The nexus of social, cultural, and political issues in and around music, cognition, and technology encompasses a range of interdisciplinary approaches to the question of musical meaning, and therefore this international conference will draw on a wide range of scholarship from across multiple disciplines. We hope to integrate, rather than simply collate, these different methodologies, inviting papers that attempt to reconcile the hermeneutic and the performative, the empirical and the abstract. To this end presenters will share their papers with the other participants in their session two weeks prior to the conference, in order to foster productive dialogue.
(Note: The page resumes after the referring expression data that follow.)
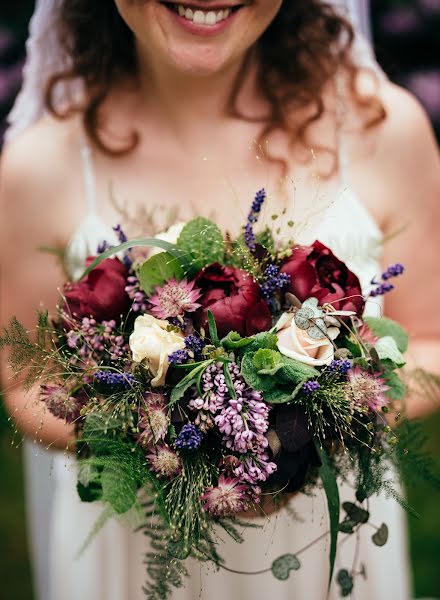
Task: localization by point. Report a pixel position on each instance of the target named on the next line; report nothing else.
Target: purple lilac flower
(274, 281)
(134, 292)
(189, 438)
(382, 287)
(194, 344)
(60, 403)
(341, 366)
(311, 387)
(243, 420)
(93, 341)
(178, 357)
(227, 498)
(117, 380)
(249, 235)
(165, 461)
(393, 271)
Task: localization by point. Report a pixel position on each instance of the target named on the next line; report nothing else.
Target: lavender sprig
(249, 235)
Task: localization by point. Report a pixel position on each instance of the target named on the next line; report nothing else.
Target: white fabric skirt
(112, 568)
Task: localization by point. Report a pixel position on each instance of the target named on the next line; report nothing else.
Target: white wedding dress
(112, 567)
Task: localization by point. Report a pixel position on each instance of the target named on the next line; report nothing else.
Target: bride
(154, 108)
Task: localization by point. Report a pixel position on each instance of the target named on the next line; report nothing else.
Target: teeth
(203, 18)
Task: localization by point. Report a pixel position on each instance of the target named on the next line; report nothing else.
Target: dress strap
(88, 179)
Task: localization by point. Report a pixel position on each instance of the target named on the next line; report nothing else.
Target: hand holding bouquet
(215, 371)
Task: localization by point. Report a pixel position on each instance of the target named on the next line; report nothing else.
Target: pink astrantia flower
(174, 299)
(228, 498)
(164, 461)
(153, 422)
(366, 391)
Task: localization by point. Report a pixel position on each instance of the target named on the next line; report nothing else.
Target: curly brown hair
(300, 52)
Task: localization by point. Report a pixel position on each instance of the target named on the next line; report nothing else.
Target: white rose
(151, 341)
(171, 235)
(297, 344)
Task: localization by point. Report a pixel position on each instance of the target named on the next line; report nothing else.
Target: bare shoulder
(400, 162)
(36, 155)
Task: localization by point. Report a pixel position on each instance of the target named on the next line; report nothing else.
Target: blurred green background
(407, 39)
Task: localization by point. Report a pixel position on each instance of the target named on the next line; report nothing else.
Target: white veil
(45, 57)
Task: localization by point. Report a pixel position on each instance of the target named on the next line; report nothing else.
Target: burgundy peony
(101, 294)
(234, 299)
(315, 271)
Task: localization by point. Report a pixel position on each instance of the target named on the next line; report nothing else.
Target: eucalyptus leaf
(202, 242)
(282, 566)
(345, 581)
(383, 327)
(380, 538)
(261, 383)
(157, 270)
(387, 349)
(143, 242)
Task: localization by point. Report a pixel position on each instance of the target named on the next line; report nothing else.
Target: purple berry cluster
(382, 287)
(116, 380)
(274, 281)
(134, 292)
(189, 438)
(340, 366)
(193, 350)
(311, 387)
(249, 235)
(92, 340)
(243, 421)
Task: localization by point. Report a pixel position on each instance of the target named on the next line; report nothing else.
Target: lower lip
(203, 30)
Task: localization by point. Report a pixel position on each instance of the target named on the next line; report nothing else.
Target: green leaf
(294, 372)
(261, 383)
(281, 394)
(267, 362)
(282, 566)
(328, 478)
(387, 328)
(263, 340)
(396, 386)
(118, 487)
(202, 243)
(157, 270)
(98, 430)
(345, 581)
(234, 341)
(387, 349)
(213, 329)
(380, 538)
(143, 242)
(356, 513)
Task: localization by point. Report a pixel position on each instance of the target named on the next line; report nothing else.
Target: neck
(185, 102)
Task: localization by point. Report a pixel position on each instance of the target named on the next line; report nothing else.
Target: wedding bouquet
(213, 371)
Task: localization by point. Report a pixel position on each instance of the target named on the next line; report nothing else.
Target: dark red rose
(234, 299)
(315, 271)
(101, 294)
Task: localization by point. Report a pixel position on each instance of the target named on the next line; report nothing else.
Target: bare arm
(410, 148)
(29, 278)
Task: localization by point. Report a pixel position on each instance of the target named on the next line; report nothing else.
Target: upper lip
(203, 6)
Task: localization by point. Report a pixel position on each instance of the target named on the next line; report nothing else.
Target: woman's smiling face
(199, 37)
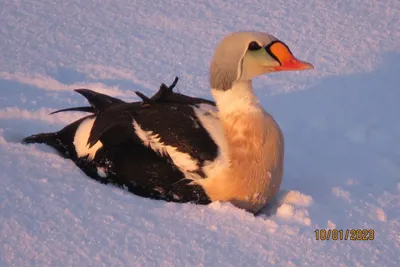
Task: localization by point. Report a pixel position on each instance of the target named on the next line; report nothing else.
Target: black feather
(82, 109)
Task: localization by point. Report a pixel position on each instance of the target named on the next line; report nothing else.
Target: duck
(178, 148)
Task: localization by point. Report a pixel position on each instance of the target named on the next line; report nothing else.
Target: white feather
(82, 136)
(208, 116)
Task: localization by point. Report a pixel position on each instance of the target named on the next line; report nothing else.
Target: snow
(340, 121)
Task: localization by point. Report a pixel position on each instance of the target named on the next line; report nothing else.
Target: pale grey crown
(226, 65)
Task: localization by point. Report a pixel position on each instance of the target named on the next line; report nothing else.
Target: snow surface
(341, 124)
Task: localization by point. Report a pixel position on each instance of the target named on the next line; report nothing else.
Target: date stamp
(347, 234)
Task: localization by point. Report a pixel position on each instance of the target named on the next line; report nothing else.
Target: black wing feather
(82, 109)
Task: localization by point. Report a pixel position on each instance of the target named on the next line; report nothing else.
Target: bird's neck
(254, 149)
(239, 99)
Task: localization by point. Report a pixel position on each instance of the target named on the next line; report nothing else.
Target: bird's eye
(254, 46)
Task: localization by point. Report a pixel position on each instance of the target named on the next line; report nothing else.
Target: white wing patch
(182, 160)
(208, 116)
(82, 136)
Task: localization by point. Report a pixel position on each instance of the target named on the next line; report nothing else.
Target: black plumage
(124, 159)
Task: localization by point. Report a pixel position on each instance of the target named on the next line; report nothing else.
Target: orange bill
(286, 59)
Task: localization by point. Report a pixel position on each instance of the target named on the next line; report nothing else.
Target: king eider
(183, 149)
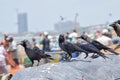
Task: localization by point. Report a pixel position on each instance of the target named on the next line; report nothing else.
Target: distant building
(66, 26)
(22, 23)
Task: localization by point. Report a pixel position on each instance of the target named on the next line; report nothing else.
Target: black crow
(91, 49)
(116, 27)
(69, 47)
(98, 44)
(35, 53)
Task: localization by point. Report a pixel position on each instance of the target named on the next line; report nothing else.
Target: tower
(22, 23)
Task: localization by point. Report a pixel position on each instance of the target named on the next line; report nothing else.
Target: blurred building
(22, 23)
(65, 26)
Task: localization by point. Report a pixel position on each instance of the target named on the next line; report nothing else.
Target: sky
(43, 14)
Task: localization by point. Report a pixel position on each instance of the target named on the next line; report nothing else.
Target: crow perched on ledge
(97, 44)
(35, 53)
(91, 49)
(116, 27)
(69, 47)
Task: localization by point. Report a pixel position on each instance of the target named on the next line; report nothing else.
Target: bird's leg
(118, 46)
(38, 62)
(86, 55)
(70, 56)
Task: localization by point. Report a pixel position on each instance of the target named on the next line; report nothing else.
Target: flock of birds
(92, 46)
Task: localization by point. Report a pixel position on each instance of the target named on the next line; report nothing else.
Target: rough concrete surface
(76, 69)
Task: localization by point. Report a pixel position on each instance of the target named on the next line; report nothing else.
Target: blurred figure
(33, 42)
(12, 50)
(5, 42)
(97, 34)
(3, 60)
(105, 39)
(46, 43)
(67, 37)
(73, 36)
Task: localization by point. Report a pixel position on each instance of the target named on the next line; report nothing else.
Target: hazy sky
(43, 14)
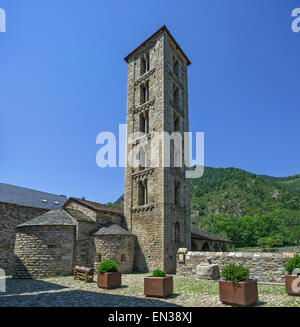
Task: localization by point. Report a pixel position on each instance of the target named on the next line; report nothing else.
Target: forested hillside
(250, 209)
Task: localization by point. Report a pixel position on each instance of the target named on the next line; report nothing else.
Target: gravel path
(64, 291)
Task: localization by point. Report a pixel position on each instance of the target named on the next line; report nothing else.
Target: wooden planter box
(158, 286)
(109, 280)
(238, 293)
(289, 279)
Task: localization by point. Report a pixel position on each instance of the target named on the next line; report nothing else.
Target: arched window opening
(123, 258)
(145, 63)
(144, 93)
(205, 247)
(177, 232)
(142, 193)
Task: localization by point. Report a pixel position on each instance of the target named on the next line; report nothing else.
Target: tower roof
(163, 28)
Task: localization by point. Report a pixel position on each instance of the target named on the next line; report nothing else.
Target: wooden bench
(84, 273)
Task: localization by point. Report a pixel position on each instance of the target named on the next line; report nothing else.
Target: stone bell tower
(157, 197)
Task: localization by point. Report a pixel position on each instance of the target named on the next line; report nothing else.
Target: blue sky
(63, 80)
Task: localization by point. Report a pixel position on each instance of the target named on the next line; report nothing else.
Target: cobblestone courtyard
(64, 291)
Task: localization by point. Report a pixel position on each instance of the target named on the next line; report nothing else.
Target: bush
(235, 273)
(292, 264)
(159, 273)
(108, 266)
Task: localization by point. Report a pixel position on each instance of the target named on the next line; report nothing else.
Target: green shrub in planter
(108, 266)
(292, 264)
(235, 273)
(159, 273)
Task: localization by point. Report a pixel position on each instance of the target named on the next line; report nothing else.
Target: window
(176, 124)
(176, 193)
(175, 96)
(98, 257)
(144, 122)
(144, 93)
(142, 193)
(143, 158)
(177, 233)
(145, 63)
(205, 247)
(175, 66)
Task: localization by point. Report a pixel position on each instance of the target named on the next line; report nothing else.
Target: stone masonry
(265, 267)
(156, 102)
(12, 215)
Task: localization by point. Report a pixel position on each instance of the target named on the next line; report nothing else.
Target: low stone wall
(295, 249)
(265, 267)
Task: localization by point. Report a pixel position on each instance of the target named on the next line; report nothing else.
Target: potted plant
(292, 277)
(108, 275)
(159, 284)
(237, 288)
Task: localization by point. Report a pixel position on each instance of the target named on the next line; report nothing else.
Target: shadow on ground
(59, 296)
(18, 286)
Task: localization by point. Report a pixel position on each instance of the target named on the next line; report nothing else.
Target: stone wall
(154, 222)
(119, 248)
(211, 246)
(265, 267)
(12, 215)
(42, 251)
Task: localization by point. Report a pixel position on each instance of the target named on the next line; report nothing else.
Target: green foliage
(108, 266)
(239, 193)
(277, 228)
(159, 273)
(271, 241)
(249, 209)
(235, 273)
(292, 264)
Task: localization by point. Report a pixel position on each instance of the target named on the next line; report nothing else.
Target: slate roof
(204, 235)
(58, 217)
(79, 215)
(30, 198)
(110, 228)
(96, 206)
(163, 28)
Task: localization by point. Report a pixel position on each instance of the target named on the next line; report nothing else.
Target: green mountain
(249, 209)
(292, 183)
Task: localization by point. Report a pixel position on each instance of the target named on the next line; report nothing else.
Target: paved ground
(64, 291)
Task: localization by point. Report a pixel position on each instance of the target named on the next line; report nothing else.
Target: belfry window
(144, 122)
(176, 124)
(176, 193)
(175, 66)
(145, 63)
(144, 93)
(142, 158)
(142, 192)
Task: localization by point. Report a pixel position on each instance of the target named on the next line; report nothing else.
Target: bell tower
(157, 196)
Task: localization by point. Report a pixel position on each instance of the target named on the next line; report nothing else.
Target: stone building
(81, 233)
(156, 219)
(18, 205)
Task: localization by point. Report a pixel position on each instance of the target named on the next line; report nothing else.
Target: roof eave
(163, 28)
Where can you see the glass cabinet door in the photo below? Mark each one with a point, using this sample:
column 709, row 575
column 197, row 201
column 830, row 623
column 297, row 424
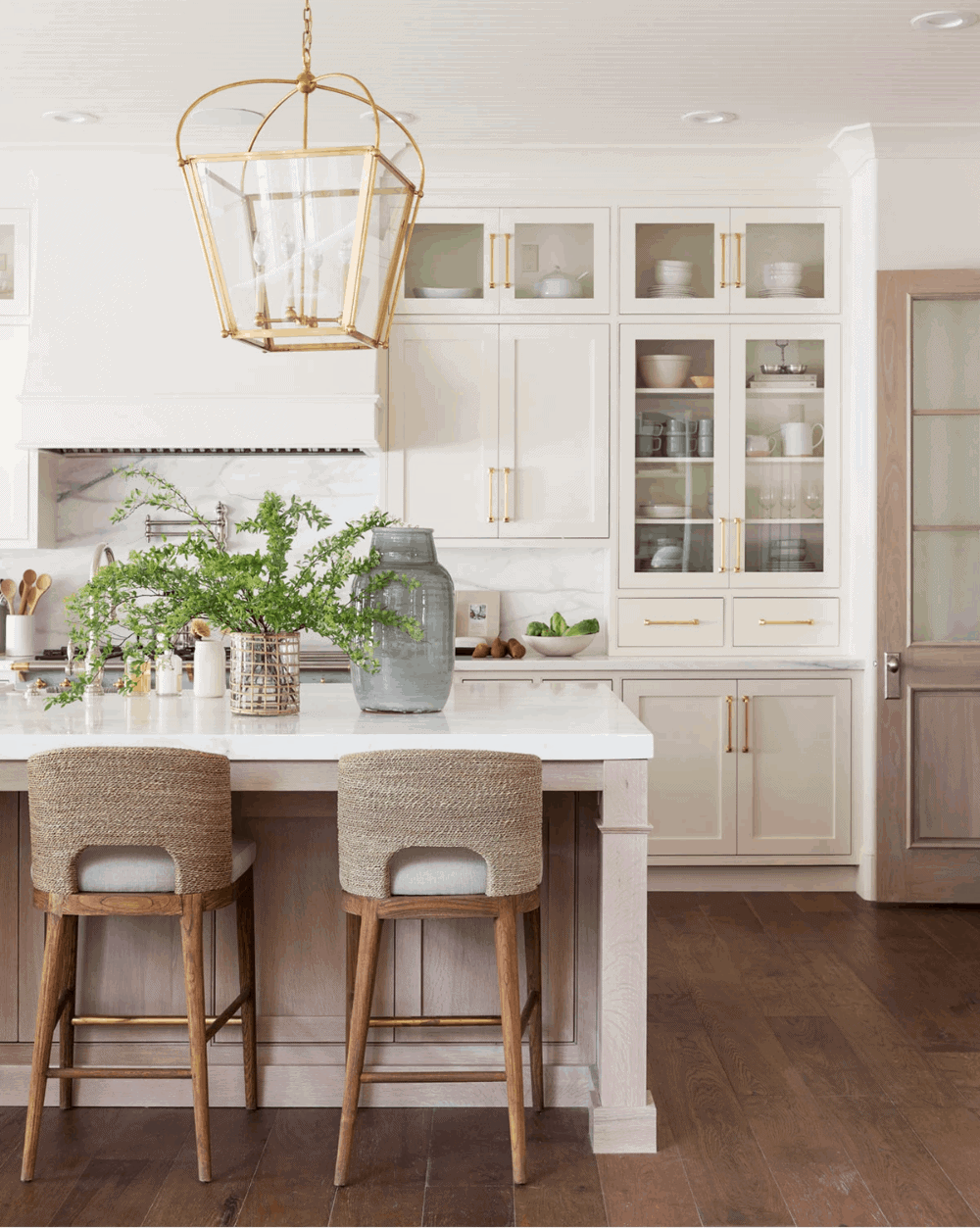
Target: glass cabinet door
column 674, row 261
column 785, row 261
column 674, row 465
column 454, row 266
column 785, row 416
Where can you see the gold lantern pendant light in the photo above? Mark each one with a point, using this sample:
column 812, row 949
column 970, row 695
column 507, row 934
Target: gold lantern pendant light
column 305, row 247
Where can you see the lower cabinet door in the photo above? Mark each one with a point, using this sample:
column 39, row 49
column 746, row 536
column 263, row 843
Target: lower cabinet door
column 795, row 766
column 692, row 776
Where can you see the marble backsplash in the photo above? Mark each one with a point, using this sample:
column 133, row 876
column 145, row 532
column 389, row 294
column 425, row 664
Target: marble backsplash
column 533, row 582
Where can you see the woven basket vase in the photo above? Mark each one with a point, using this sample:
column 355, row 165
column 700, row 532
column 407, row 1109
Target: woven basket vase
column 265, row 674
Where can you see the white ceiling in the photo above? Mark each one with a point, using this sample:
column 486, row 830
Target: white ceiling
column 499, row 72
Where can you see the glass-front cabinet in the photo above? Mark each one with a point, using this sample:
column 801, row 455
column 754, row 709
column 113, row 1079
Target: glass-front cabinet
column 718, row 261
column 508, row 262
column 729, row 475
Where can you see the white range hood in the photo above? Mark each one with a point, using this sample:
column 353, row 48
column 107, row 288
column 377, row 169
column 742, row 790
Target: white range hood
column 125, row 350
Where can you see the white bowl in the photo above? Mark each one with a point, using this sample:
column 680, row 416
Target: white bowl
column 446, row 292
column 558, row 645
column 673, row 272
column 663, row 369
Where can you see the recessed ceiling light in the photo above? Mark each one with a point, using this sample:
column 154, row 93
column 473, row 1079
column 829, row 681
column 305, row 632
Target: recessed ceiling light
column 226, row 117
column 945, row 19
column 709, row 117
column 72, row 117
column 403, row 117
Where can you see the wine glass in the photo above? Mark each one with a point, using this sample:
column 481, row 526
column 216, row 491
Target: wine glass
column 766, row 498
column 813, row 498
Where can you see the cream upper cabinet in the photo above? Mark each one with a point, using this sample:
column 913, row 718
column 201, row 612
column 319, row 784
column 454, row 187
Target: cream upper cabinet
column 500, row 431
column 718, row 261
column 747, row 767
column 528, row 262
column 731, row 467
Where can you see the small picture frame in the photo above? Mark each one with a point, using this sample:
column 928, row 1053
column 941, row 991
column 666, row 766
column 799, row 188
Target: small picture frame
column 15, row 262
column 476, row 617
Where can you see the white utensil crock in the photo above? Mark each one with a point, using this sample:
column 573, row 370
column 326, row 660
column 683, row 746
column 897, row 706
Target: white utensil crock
column 209, row 669
column 797, row 438
column 20, row 635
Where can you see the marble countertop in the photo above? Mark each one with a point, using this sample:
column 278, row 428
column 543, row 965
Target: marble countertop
column 603, row 664
column 556, row 721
Keynotes will be given by Eric Clarke (University of Oxford), Ichiro Fujinaga (McGill University) and Carol Krumhansl (Cornell University). The guest composer will be Tod Machover (Massachusetts Institute of Technology).
The program committee includes Roger Moseley, Carol Krumhansl and Kevin Ernste.
Abstracts of no more than 300 words must be submitted by 1 February 2012. Drafts of accepted papers must be submitted by 26 April 2012.